By ELLIOT SPAGAT
Associated Press Writer
SAN DIEGO- To understand why undocumented immigrants from countries other than Mexico often are freed soon after being caught sneaking across the border, look at the bottleneck in San Diego’s immigration jail.
For reasons both bureaucratic and practical, the 850 inmates filling the beds are likely to stay months, weeks or even years. As a result, there’s just no room left.
Long-term residents include a 48-year-old Polish man locked up since November 2000 who refuses to sign a document that would put him on a plane home. Authorities have all but given up trying to deport him.
A 22-year-old Chinese man detained since December won’t fill out paperwork the Chinese government requires for anyone deported. A Tongan man has waited four months for his government to send travel documents promised long ago. Even the quick turnarounds _ Guatemalans, Hondurans, Salvadorans _ stay two or three weeks.
U.S. officials must navigate legal and logistical roadblocks to deport non-Mexicans, often forcing protracted negotiations with foreign governments and even airlines. The consequence: Border Patrol agents release many of the non-Mexicans they catch.
With only 19,444 beds nationwide, immigration jails are picky about whom they accept.
Under federal guidelines, anyone with a record of violent crimes including murder and rape must be jailed. Those from 35 so-called “special-interest” countries linked to terrorism also get a close look.
Mexicans, who accounted for 94 percent of the U.S. Border Patrol’s 1.1 million arrests last year, rarely go to jail _ unless they are serial offenders or have criminal histories. Typically, they are fingerprinted and immediately sent home on a bus as “voluntary returns.”
Non-Mexicans, however, were jailed an average of 89 days last year, Wesley Lee, acting director of detention and removal operations at U.S. Immigration and Customs Enforcement, told a Senate panel in June. In an effort to lower numbers of non-Mexicans released, the Border Patrol introduced an “expedited removal” procedure that lets authorities deport people without a hearing before an immigration judge. Under that program, non-Mexican detainees were jailed an average of 32 days.
The U.S. Supreme Court has sharply limited the power to keep inmates indefinitely, ruling in 2001 that they must be freed if their deportation is “no longer reasonably foreseeable.”
In San Diego, the jail has deported inmates from 65 countries this year, almost all caught crossing the border by land in California. The jail is one of the nation’s busiest, accounting for 12,878 of the 161,676 inmates deported last year. The jail sits amid barren hills about a mile from the Mexican border.
Just nine deportation officers are assigned to arrange return travel for deportees.
They occupy a windowless office at the jail, spending their time negotiating with consular officials for travel documents and arranging one-way trips on U.S. government or commercial flights.
It is a well-traveled bunch. One flew to China in April to accompany an inmate on a commercial flight; another went to Lebanon three times.

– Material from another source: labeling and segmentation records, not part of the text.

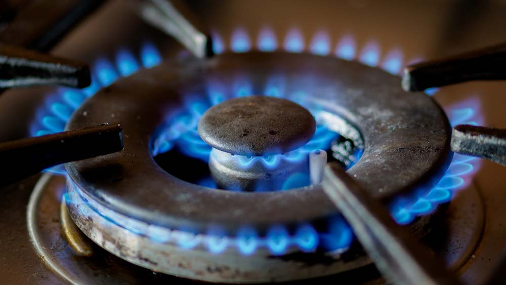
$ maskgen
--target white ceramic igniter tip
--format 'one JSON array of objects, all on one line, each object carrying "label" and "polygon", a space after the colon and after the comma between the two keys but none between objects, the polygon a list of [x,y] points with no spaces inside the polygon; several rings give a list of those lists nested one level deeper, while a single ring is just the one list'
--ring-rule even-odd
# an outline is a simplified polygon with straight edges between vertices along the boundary
[{"label": "white ceramic igniter tip", "polygon": [[309,177],[312,185],[321,182],[326,164],[327,152],[325,150],[316,149],[309,153]]}]

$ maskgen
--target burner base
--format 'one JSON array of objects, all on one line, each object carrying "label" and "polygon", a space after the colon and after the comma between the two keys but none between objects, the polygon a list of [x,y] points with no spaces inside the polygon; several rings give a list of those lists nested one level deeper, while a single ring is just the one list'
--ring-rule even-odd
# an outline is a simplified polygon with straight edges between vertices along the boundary
[{"label": "burner base", "polygon": [[[150,270],[136,266],[114,256],[98,246],[94,246],[92,257],[75,256],[72,251],[72,248],[61,235],[59,209],[60,198],[63,194],[65,183],[63,177],[52,176],[49,174],[43,176],[31,195],[27,212],[28,227],[33,245],[38,254],[53,272],[71,282],[79,281],[87,283],[109,284],[115,282],[135,283],[151,280],[150,282],[156,283],[159,281],[166,282],[177,280],[180,282],[192,283],[190,280],[155,273]],[[478,214],[483,213],[483,205],[481,199],[476,199],[478,196],[479,195],[474,187],[470,187],[459,193],[459,196],[452,202],[449,215],[445,215],[445,221],[443,224],[444,227],[448,229],[447,234],[441,237],[441,232],[438,231],[434,232],[434,234],[429,234],[428,238],[426,239],[436,254],[442,257],[448,266],[455,270],[461,268],[466,262],[470,260],[482,232],[483,215]],[[477,201],[479,202],[477,202]],[[432,216],[426,216],[417,220],[411,226],[412,229],[417,234],[426,234],[427,229],[431,228],[430,225],[432,223],[429,222],[439,218],[444,210],[444,209],[440,209]],[[425,222],[424,220],[426,220]],[[468,227],[465,230],[462,230],[462,223]],[[469,232],[478,233],[467,234],[467,233]],[[437,236],[435,238],[431,236]],[[192,251],[191,250],[180,250],[182,251],[181,254],[186,256],[190,255],[190,253]],[[137,256],[140,259],[140,264],[142,262],[140,258],[142,256]],[[217,256],[217,255],[213,256],[215,259]],[[249,257],[247,258],[249,258]],[[175,257],[172,258],[176,259]],[[144,262],[147,261],[145,260]],[[336,280],[338,278],[341,280],[343,274],[345,276],[354,275],[351,272],[360,271],[361,269],[359,268],[370,263],[366,257],[360,254],[358,257],[352,259],[352,261],[344,262],[338,260],[338,262],[339,263],[335,265],[333,265],[335,266],[334,269],[339,270],[337,272],[348,272],[333,274],[325,278],[335,278]],[[183,263],[181,264],[184,265]],[[150,266],[151,265],[150,265]],[[370,268],[367,269],[369,267],[365,266],[364,270],[370,270]],[[352,270],[351,272],[349,271],[355,268],[357,269]],[[313,274],[310,273],[305,271],[304,274],[299,273],[298,278],[317,276],[314,274],[314,272]],[[234,279],[230,276],[225,276],[220,273],[214,272],[208,274],[206,271],[204,272],[204,275],[195,273],[192,276],[184,276],[215,282],[248,282],[247,280]],[[328,274],[329,273],[322,275]],[[181,274],[177,275],[182,276]],[[293,275],[292,277],[297,278],[297,275]],[[265,278],[263,281],[271,281],[273,280],[272,278]],[[257,278],[256,282],[259,281]]]}]

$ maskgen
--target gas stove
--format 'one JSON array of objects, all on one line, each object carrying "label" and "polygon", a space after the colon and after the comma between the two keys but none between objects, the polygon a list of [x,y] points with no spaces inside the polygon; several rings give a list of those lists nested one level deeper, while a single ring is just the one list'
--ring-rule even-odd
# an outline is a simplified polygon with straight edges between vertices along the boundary
[{"label": "gas stove", "polygon": [[[500,276],[506,170],[450,147],[469,153],[473,126],[505,127],[504,83],[427,88],[416,72],[439,70],[424,64],[419,80],[401,76],[503,41],[491,28],[503,4],[172,2],[206,43],[152,20],[168,2],[93,2],[52,39],[71,59],[61,85],[0,96],[0,140],[52,138],[4,166],[6,283],[381,284],[400,280],[384,265],[405,252],[435,276],[432,261],[465,283]],[[49,50],[13,36],[18,13],[3,42]],[[452,66],[448,83],[465,71]]]}]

Deportation Officer Yadira Avalos gets some of the trickiest cases, including Cubans, Vietnamese and others whose governments don’t have full diplomatic relations with the United States.
She started a recent day by updating files on a Cuban who was released after the Department of Homeland Security determined there was little chance Cuba would ever accept him. His U.S. criminal record included convictions in 1992 for attempted murder and selling drugs in 1999.
One of her cases is the Chinese inmate who refuses to fill out a questionnaire asking about job prospects and family in the United States. “He figures that if he doesn’t cooperate, we’re not going to be able to deport him,” said Avalos, who will continue to recommend to superiors that he stay in jail.
Avalos walks upstairs, where about 100 inmates are lunching on baloney, beans and cole slaw. She tells a Vietnamese inmate who was convicted for stealing a car a few years ago that he is scheduled to be released in July. After that, he will be required to check in occasionally with a deportation officer. The man shows little emotion as he offers fingerprints and signs a release form.
Deportation Officer Glen Beck is working on a 27-year-old Armenian whose criminal record includes a 1993 conviction for assault with a firearm. The tattooed Armenian, whose file identifies him by the nickname “Little Sniper,” was born in the Soviet Union and failed to seek Armenian citizenship. A telephone conversation with his attorney ends with a promise from the lawyer to translate documents from Armenian to English.
“The question is whether Armenia will issue a passport,” said Beck.
Deportation Officer Ken Smith gets Central American detainees, some of whose governments insist on face-to-face meetings before they issue travel documents. The Honduran government, in a pilot project aimed at speedier deportations, has agreed to interview people by videoconference.
In May, the San Diego jail flew 52 inmates to Florence, Ariz., where they caught three U.S. government flights to Guatemala and two flights each to El Salvador and Honduras. Two additional flights that month _ one to Guatemala and one to Honduras _ were full.
On one recent day, Smith met an official of the Guatemalan consulate in Los Angeles, who arrived at the jail to interview 31 inmates.
“I’m exhausted,” said Vice Consul Milton Alvarez, noting that he had just interviewed 120 detainees over several days in Arizona.